Engine on the parallel track

An all-volunteer enterprise, the railway goes all out for holidays with flying witches at Halloween and Frosty the Snowman and Santa around or on board in December.  Gina, the brake woman in our car, overflowed with details about the these preparations.

Also on site is a gift shop, of course, a range of antique train cars, and an elaborate G Scale model train layout that is mesmerizing for all ages.  We enjoyed sampling this North Carolina attraction and know that it would appeal to many folks’ grandchildren!

READING—NOT ON MY SUMMER LIST

A Poet’s Memoir

You Could Make This Place Beautiful by Maggie Smith

(nytimes.com)

I like memoirs and read a good review of this book, so put it on my birthday wish list. Prior to reading it, I had not heard of poet Maggie Smith nor was I aware of her 2016 poem, Good Bones, that went viral after the horrible shooting at the gay nightclub in Orlando.
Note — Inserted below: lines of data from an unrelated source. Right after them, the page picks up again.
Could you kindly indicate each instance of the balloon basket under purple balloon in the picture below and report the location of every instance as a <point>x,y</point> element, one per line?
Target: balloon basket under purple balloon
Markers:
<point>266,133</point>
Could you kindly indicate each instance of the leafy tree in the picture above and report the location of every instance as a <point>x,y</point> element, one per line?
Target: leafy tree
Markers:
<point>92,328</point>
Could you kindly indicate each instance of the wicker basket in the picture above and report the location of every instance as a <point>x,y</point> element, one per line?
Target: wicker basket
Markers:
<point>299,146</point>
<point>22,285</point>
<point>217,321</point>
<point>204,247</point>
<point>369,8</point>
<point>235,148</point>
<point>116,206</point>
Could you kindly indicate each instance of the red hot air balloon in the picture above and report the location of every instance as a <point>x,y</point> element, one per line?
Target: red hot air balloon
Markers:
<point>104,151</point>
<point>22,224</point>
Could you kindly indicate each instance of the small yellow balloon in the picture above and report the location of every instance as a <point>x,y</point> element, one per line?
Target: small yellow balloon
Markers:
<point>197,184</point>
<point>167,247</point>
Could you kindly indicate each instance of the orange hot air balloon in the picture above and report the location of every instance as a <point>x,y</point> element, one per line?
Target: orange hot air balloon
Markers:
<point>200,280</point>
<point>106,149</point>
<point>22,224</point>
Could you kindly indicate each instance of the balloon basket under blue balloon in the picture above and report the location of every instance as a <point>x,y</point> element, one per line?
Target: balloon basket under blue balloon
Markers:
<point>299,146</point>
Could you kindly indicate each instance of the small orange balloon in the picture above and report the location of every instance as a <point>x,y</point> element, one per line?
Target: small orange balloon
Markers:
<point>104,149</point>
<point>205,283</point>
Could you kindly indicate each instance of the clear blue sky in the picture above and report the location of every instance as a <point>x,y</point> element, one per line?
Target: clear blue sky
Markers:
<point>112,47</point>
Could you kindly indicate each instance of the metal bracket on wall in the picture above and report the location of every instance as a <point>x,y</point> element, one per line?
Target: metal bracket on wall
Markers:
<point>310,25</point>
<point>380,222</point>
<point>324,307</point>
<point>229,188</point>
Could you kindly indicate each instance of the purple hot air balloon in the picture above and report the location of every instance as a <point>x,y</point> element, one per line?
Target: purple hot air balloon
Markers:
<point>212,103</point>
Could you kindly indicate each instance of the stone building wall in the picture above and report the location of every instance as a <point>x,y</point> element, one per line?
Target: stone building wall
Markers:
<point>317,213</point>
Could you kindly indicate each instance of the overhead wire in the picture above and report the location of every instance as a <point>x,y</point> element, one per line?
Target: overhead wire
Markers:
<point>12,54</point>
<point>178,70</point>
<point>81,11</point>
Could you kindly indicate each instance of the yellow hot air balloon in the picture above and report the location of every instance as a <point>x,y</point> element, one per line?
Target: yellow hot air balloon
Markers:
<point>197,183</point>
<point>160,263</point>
Other memoirs have dealt with marriage break-ups and the challenges of parenting as one and not two.  What Smith does in You Could Make This Place Beautiful is unique; her memoir is made up of snippets of life, questions one could pose, and a play within the memoir.  

The reader gets raw, painful episodes of hurt and anger along with accounts of the joys she shares with her young daughter and son.  She discovered her husband’s infidelity on a postcard; she dubs herself the Finder in her drama scenes and he The Addressee.  Throughout her musings are some sections that recur like “A Note on Plot”, or “A Friend Says Every Book Begins with an Unanswerable Question” where one time the text reads: “Then what is mine? how to forgive or “how to remain myself.”

Smith reiterates that this is not a tell-all book, but rather a “tell-mine.”  She omits certain scenes and specifics yet delves into her early life, their courtship, and their marriage.  Ultimately, she believes her view of her professional life and his view of it, her work vs. his work, colored their relationship, and ignited its fracturing.  

None of this is written in a linear way as she reflects, revisits issues, revises her thinking, consults and quotes other writers, and shares her experiences with her therapists. At one point, she states that she had hoped to have more levity on the page to offset the sadness and hurt.  She studies and revises her view of herself again and again as she works to become, I would phrase it, a more fully integrated person.  

There is an immediacy here; some issues, such as finalizing the divorce drag on in litigation as she writes.  Her children also take turns on take center stage as she ponders their futures, mourning the fact that their father moved out of state, limiting their access to him. The depth of her love for these two resilient kids is clear.  

There is pain on the page and yet, there is a magnetic quality about the writing (her poet’s eye for precision, e.g.) that kept me glued to the text.  Highly recommended!  (~JWFarrington)

Note: Unattributed photos ©JWFarrington (some rights reserved.)